Cieply: Academy Increasingly Foreign, Indie
Interesting if inconclusive piece in yesterday's NY Times by Hollywood insider (and frequent source of my disappointment) Michael Cieply on the Academy and its battle to reign in new membership.
The battle began in 2004 and has resulted in a slight increase in executive membership, along with decreases in acting and writing memberships, but the biggest change, unnamed in the piece, is a tendency toward political correctness: more foreigners, more indie filmmakers.

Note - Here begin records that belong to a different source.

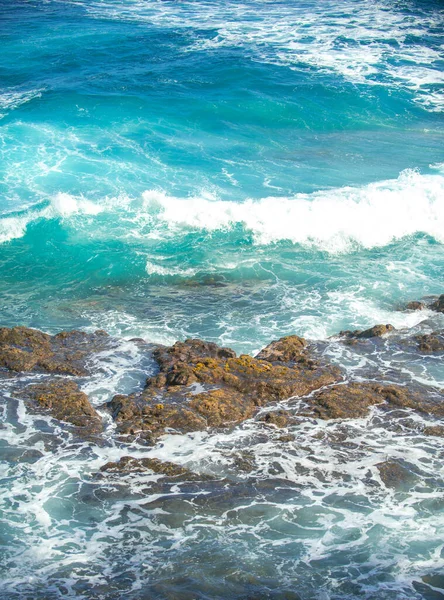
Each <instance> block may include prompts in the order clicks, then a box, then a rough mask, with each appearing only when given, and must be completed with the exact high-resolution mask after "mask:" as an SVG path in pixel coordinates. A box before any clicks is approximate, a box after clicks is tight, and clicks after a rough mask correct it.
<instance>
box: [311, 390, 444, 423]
mask: <svg viewBox="0 0 444 600" xmlns="http://www.w3.org/2000/svg"><path fill="white" fill-rule="evenodd" d="M308 403H309V405H310V406H311V409H312V411H313V413H314V415H315V416H316V417H317V418H320V419H357V418H361V417H365V416H367V414H368V409H369V408H370V406H375V405H377V404H384V403H388V404H391V405H392V406H397V407H400V408H410V409H414V410H417V411H419V412H423V413H427V414H434V415H437V416H439V415H440V414H441V413H442V414H444V405H443V404H442V403H439V402H436V403H433V402H431V401H430V400H424V399H422V398H421V397H420V396H418V395H417V394H413V393H411V392H410V391H409V390H408V389H407V388H404V387H401V386H396V385H380V384H376V383H348V384H344V385H334V386H332V387H329V388H326V389H323V390H321V391H320V392H317V393H315V394H313V396H311V397H310V398H309V399H308Z"/></svg>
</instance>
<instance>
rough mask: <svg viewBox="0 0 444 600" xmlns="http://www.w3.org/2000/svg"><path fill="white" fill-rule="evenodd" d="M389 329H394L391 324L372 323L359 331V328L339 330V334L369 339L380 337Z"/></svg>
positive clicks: (361, 338) (387, 331)
mask: <svg viewBox="0 0 444 600" xmlns="http://www.w3.org/2000/svg"><path fill="white" fill-rule="evenodd" d="M391 331H395V328H394V327H393V325H390V324H387V325H374V326H373V327H371V328H370V329H365V330H364V331H361V330H360V329H356V330H355V331H340V332H339V335H340V336H342V337H346V338H354V339H357V340H362V339H369V338H372V337H381V336H383V335H385V334H386V333H390V332H391Z"/></svg>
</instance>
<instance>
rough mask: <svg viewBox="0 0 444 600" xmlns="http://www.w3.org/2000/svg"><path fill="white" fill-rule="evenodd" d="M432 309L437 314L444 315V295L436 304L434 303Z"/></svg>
mask: <svg viewBox="0 0 444 600" xmlns="http://www.w3.org/2000/svg"><path fill="white" fill-rule="evenodd" d="M430 308H431V309H432V310H434V311H436V312H440V313H444V294H441V296H440V297H439V298H438V299H437V300H435V302H432V304H431V305H430Z"/></svg>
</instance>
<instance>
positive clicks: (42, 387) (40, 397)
mask: <svg viewBox="0 0 444 600" xmlns="http://www.w3.org/2000/svg"><path fill="white" fill-rule="evenodd" d="M20 396H22V397H25V398H27V399H28V400H31V401H33V403H34V404H35V405H37V406H38V407H39V408H43V409H48V411H49V412H50V413H51V416H52V417H54V418H56V419H59V420H60V421H67V422H68V423H71V424H72V425H75V426H77V427H82V428H84V430H85V431H87V432H88V433H98V432H100V431H101V430H102V419H101V418H100V415H99V414H98V412H97V411H96V410H95V409H94V408H93V407H92V406H91V404H90V402H89V400H88V396H87V395H86V394H84V393H83V392H81V391H80V390H79V387H78V385H77V384H76V383H74V382H73V381H69V380H66V379H57V380H55V381H46V382H43V383H36V384H32V385H28V386H27V387H26V388H24V390H21V392H20Z"/></svg>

Producer Lianne Halfon gets asked to join but not her production partner Russell Smith, who has virtually the same curriculum vitae. Mexican actress Adrianna Barraza, nominated for the nanny role in "Babel," gets asked, but not recent American nominees Ellen Page, Casey Affleck and Amy Ryan. Cieply writes: "...roughly a quarter of the 115 new members invited in 2007, for instance, worked on films like “Pan’s Labyrinth” and “The Queen” — and those from the independent film world."

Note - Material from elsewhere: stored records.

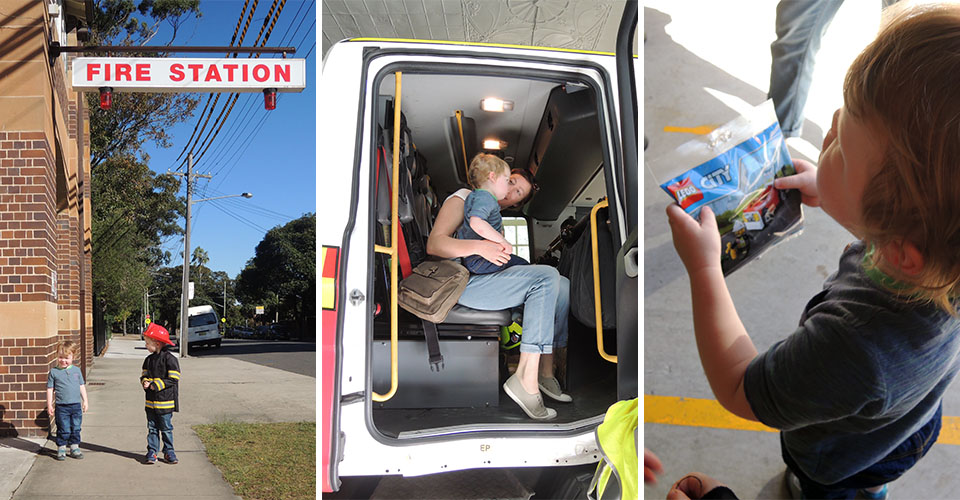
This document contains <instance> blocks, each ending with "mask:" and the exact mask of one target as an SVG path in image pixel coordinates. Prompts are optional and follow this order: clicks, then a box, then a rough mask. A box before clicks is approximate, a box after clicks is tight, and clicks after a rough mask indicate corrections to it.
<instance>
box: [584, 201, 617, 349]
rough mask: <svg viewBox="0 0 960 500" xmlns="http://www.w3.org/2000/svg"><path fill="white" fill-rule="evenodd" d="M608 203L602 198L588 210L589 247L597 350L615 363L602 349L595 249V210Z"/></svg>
mask: <svg viewBox="0 0 960 500" xmlns="http://www.w3.org/2000/svg"><path fill="white" fill-rule="evenodd" d="M608 205H609V203H607V200H603V201H601V202H600V203H597V204H596V205H594V206H593V209H591V210H590V249H591V250H592V251H593V308H594V310H595V313H596V320H597V351H599V352H600V357H601V358H603V359H605V360H607V361H609V362H611V363H616V362H617V357H616V356H613V355H610V354H607V353H606V351H604V350H603V315H602V314H601V313H600V255H599V253H600V252H599V251H598V250H597V211H598V210H600V209H601V208H603V207H606V206H608Z"/></svg>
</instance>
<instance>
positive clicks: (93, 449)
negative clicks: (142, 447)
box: [43, 442, 146, 463]
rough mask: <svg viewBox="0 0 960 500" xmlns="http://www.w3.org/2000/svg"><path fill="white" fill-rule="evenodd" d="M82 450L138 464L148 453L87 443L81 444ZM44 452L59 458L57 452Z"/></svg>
mask: <svg viewBox="0 0 960 500" xmlns="http://www.w3.org/2000/svg"><path fill="white" fill-rule="evenodd" d="M80 449H81V450H84V451H87V450H89V451H95V452H97V453H109V454H111V455H116V456H118V457H123V458H129V459H130V460H133V461H135V462H138V463H139V462H143V459H144V458H143V457H144V455H146V452H144V453H143V454H140V453H134V452H132V451H123V450H118V449H116V448H110V447H109V446H100V445H98V444H93V443H87V442H81V443H80ZM43 452H44V454H45V455H50V456H52V457H54V458H56V456H57V453H56V450H51V449H49V448H44V449H43Z"/></svg>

Unmentioned, and probably unknown, is whether this percentage (1/4) of new foreign and indie members is unusual. I assume it is.

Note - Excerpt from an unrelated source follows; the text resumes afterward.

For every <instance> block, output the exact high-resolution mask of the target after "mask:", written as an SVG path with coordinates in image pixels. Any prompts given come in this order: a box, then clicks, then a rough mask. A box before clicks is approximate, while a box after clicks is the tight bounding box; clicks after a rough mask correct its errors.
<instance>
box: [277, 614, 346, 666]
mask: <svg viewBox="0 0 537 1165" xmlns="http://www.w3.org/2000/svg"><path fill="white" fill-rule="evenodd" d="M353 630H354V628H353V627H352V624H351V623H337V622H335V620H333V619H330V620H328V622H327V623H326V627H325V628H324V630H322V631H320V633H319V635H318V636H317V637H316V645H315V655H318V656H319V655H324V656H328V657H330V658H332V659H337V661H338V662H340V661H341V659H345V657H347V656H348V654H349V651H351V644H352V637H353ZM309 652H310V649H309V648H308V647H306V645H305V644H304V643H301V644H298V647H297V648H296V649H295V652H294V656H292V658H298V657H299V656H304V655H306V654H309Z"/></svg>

Unasked is whether the Academy, which is a Hollywood and thus American institution, should lean toward foreign membership, when most countries have their own version of the Academy Awards. What's the point in going international? Does it make sense, and, if so, what kind of sense: cultural (the world is shrinking) or economic (increased viewership abroad at the expense of viewership at home)?
The result of this trend, if it is in fact a trend, is, Cieply writes, the promise of more indie and foreign-flavored movies like "Babel" and "Little Miss Sunshine" getting nom'ed at the expense of mainstream and commercial films.
But is that the question? How's this for a question? Which commercial and mainstream films should've gotten nom'ed in place of "Babel" and "Little Miss Sunshine"? Do the studios make those kinds of films anymore? I'm not talking "Gone with the Wind." I'm talking "Dances with Wolves" and "The Silence of the Lambs" and "A Few Good Men" and "Apollo 13," all of which wound up among the top 5 box office hits for their respective years in the 1990s and all of which got nom'ed. If "Dances with Wolves" was released this year, how many theaters would it wind up in? Enough? Or would it be considered a prestige picture and given to us in dribs and drabs?
The problem isn't just the Academy or its changing membership. What top 10 box office hit of the last five years has been worth nominating?